08.28.2018. — Nashville Statement and LGBT issues, Series

Symposium: Clarity in the Age of Confusion (Albert Mohler)

by R. Albert. Mohler Jr

[Editor’s note: This post is part of a symposium on the one-year anniversary of the Nashville Statement, which was released by the Council on Biblical Manhood and Womanhood on August 25, 2017 after a meeting in Nashville hosted by the Ethics & Religious Liberty Commission.]

Throughout the history of the Christian church, faithful believers have stated, defined, taught, and defended the faith once for all delivered to the saints through statements of belief, documents of theological and moral clarity, and confessions of faith. In times of special challenge and tumult, these statements are often more numerous and necessary.

In the early centuries of the church, this pattern was especially clear. The church was called to define and defend the central doctrines of Christianity, and so councils were called and creeds were confessed. Our own era is late modernity, an increasingly secular age. In our time, all of the theological challenges continue, and new moral conflicts arise.

The preamble of the Nashville Statement declares this reality clearly: “As Western culture has become increasingly post-Christian, it has embarked upon a massive revision of what it means to be a human being. By and large the spirit of our age no longer discerns or delights in the beauty of God’s design for human life.”
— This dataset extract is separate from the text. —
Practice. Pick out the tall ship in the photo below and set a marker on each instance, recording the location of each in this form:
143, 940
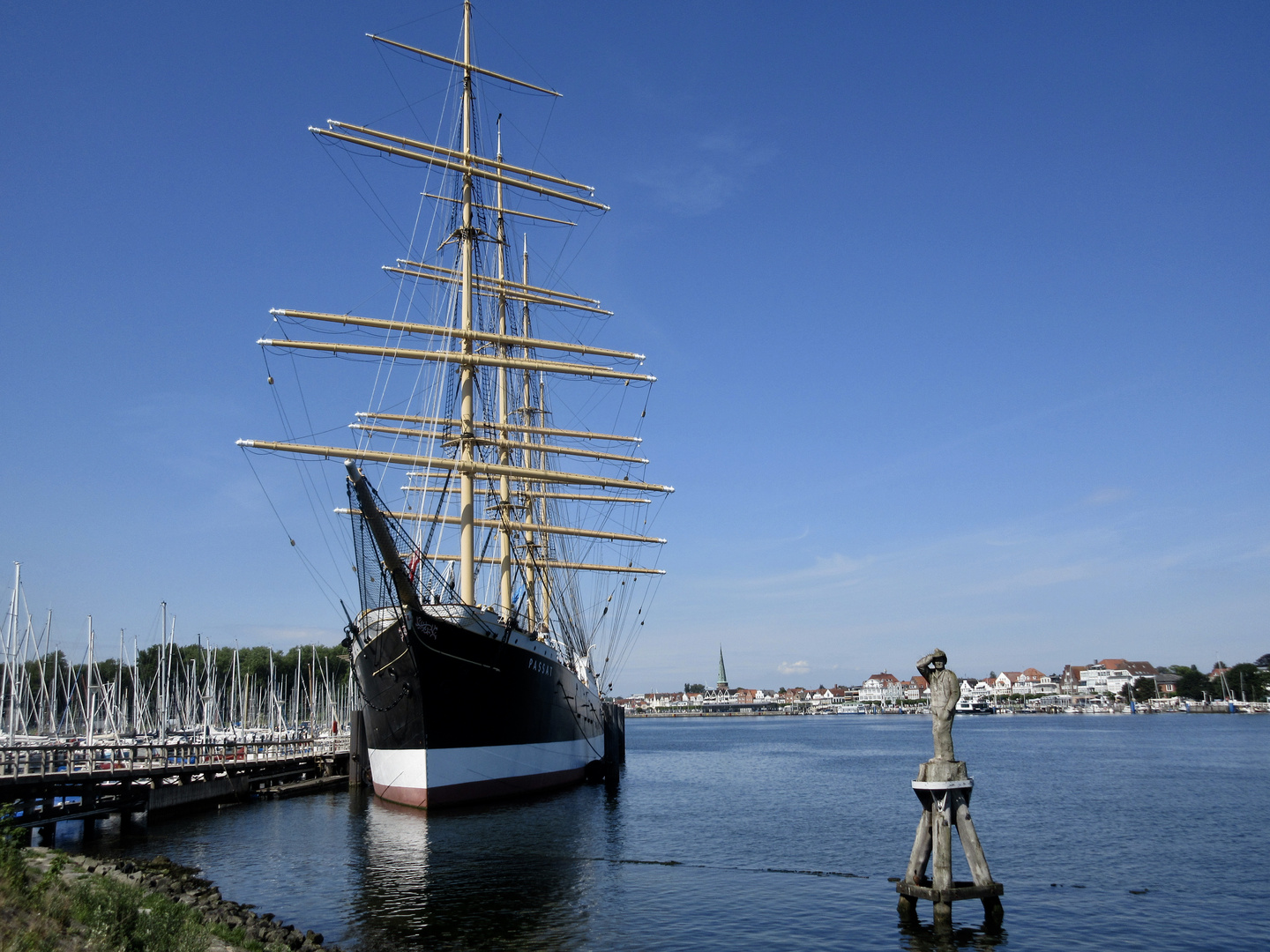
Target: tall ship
494, 485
This crucial statement of theological and moral clarity is nothing more or less than an attempt to define clearly what the Bible teaches on gender, sex, and human sexuality in an age of unprecedented confusion. A year after the statement was released, I am ever more convinced that the statement was necessary, timely, and right.

A year ago, I gladly signed the document, delivered an address defining these urgent issues, and commended these truths publicly. Just a few weeks later, the Board of Trustees of The Southern Baptist Theological Seminary adopted the Nashville Statement as an official expression of our beliefs and expectations of faculty. A year later, the opposition to the statement has confirmed the need for the statement. We are living in the vortex of vast moral and theological transformation, and biblical Christianity and the Bible’s vision of human dignity, sexuality, and gender are simultaneously rejected and relativized. The Nashville Statement is so important that, looking over the last year, I really can’t imagine what we would have done without it.

Evangelical Christians defined inerrancy at a most crucial moment in 1978 — forty years ago this year — in the Chicago Statement of Biblical Inerrancy. In 1987, faithful Christians stood against the cultural tide in adopting the Danvers Statement on Biblical Manhood and Womanhood. In 2017, the same spirit and concern produced the Nashville Statement.

The commitment is biblical in spirit, the statement reflects biblical truth in substance, and the language speaks directly to the most urgent questions with Christian conviction. A year later, we already confront new questions, but the clarity of the Nashville Statement is demonstrated in the fact that the document has been understood — both when received with agreement and with disagreement.

The last year has also revealed that some who would depart from biblical Christianity and define these questions for evangelical Christians very differently, have cited the Nashville Statement as the obstacle in their path. This same pattern revealed the importance of the Chicago Statement on Biblical Inerrancy and the Danvers Statement on Biblical Manhood and Womanhood. In the case of the Nashville Statement, this confirmation has come very, very fast.

I am thankful to have played a part in the historic occasion of releasing the Nashville Statement and then putting it to work in teaching, public witness, and ministry. I pray that Christ’s church will be found faithful as we bear witness to the gospel and biblical truth. By God’s grace, I pray that the Nashville Statement will be used by God to reveal gospel clarity in this age of confusion.